Refactoring in Ruby

I’ve started working my way through Refactoring in Ruby, by William C. Wake and Kevin Rutherford. I haven’t been this excited about a book since Michael Feathers’ Working Effectively with Legacy Code. I feel like a schoolboy, relearning refactoring as if for the first time.

The core concept of the book was not clear from the title, so I didn’t realize quite what I was holding until I started to read it. Refactoring in Ruby is neither a catalog of refactorings nor an introduction to refactoring. Rather, it’s a workbook intended to accompany Refactoring: Ruby Edition.

I’m only a short way into the book, but it’s clear that in order to get the most out of it, you need to follow a few rules:

  1. Order a copy of Refactoring: Ruby Edition if you don’t have one already. RiR and that book are essentially companion volumes. RiR makes extensive references to Refactoring.
  2. Work the exercises. This is a workbook; how much you get out of it depends in a large part on how much you put into it.
  3. Follow the steps carefully. I had started into the first code exercise, and the text instructed me to use the Extract Method refactoring on a method. “Extract method? I know how to do that” I thought to myself. Then I stopped, and forced myself to look up “Extract Method” in Refactoring: Ruby Edition. Turns out there are five (five!) steps to doing Extract Method right.

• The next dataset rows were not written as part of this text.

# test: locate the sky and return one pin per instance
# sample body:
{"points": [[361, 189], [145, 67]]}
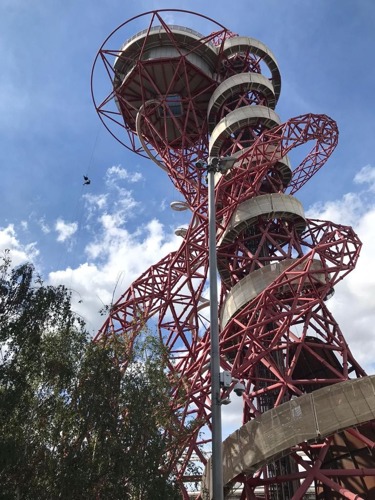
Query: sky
{"points": [[97, 239]]}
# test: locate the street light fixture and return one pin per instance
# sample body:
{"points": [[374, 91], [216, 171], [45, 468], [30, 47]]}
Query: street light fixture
{"points": [[212, 166]]}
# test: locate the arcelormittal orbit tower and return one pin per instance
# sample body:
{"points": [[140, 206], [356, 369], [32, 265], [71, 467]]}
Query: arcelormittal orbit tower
{"points": [[177, 96]]}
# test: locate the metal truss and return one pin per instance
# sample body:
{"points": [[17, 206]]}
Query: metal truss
{"points": [[176, 97]]}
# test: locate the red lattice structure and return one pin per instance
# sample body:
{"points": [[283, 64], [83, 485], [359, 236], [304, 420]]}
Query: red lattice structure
{"points": [[177, 96]]}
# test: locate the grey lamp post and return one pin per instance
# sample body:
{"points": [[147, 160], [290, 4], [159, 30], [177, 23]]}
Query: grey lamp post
{"points": [[213, 166]]}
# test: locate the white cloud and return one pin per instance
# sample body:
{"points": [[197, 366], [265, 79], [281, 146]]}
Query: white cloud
{"points": [[44, 226], [366, 176], [18, 252], [353, 304], [65, 230], [117, 172]]}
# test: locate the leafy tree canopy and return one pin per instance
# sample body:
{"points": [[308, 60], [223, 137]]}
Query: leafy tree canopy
{"points": [[72, 425]]}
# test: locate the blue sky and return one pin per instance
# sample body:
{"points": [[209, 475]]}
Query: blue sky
{"points": [[97, 239]]}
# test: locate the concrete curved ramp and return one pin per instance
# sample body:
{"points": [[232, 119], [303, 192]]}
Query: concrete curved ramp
{"points": [[313, 416]]}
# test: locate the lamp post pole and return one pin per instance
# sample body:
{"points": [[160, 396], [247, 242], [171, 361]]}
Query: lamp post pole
{"points": [[216, 460]]}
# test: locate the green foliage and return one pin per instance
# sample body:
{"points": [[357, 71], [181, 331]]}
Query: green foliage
{"points": [[72, 425]]}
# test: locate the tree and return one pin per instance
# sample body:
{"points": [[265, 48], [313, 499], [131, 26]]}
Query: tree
{"points": [[72, 425]]}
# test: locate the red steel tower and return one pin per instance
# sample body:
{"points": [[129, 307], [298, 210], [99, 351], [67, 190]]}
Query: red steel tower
{"points": [[177, 96]]}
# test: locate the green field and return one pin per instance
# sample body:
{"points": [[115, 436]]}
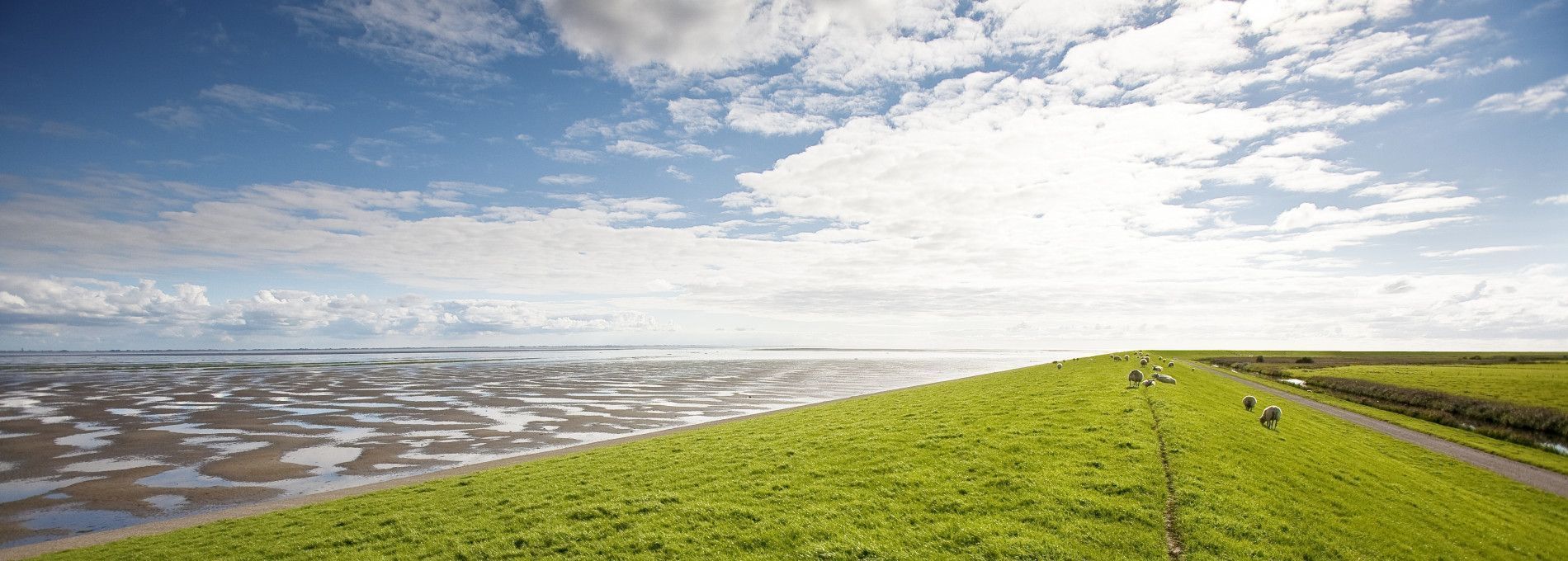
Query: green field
{"points": [[1032, 463], [1534, 384], [1537, 367]]}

If you follow the steps as written, you can stop after any one of the steps and still have fully functional code with all tests passing.

I’m realizing as I start to work through this book that, much as I love a good refactoring, my approach to refactoring has been pretty cavalier up until now. I feel like I have a new bar to hold myself to as far as refactoring in a controlled, incremental, disciplined manner. I feel like a n00b again, and it feels good.

If anyone else is working their way through this book and might be interested, I’m publishing my notes and exercise solutions on Github.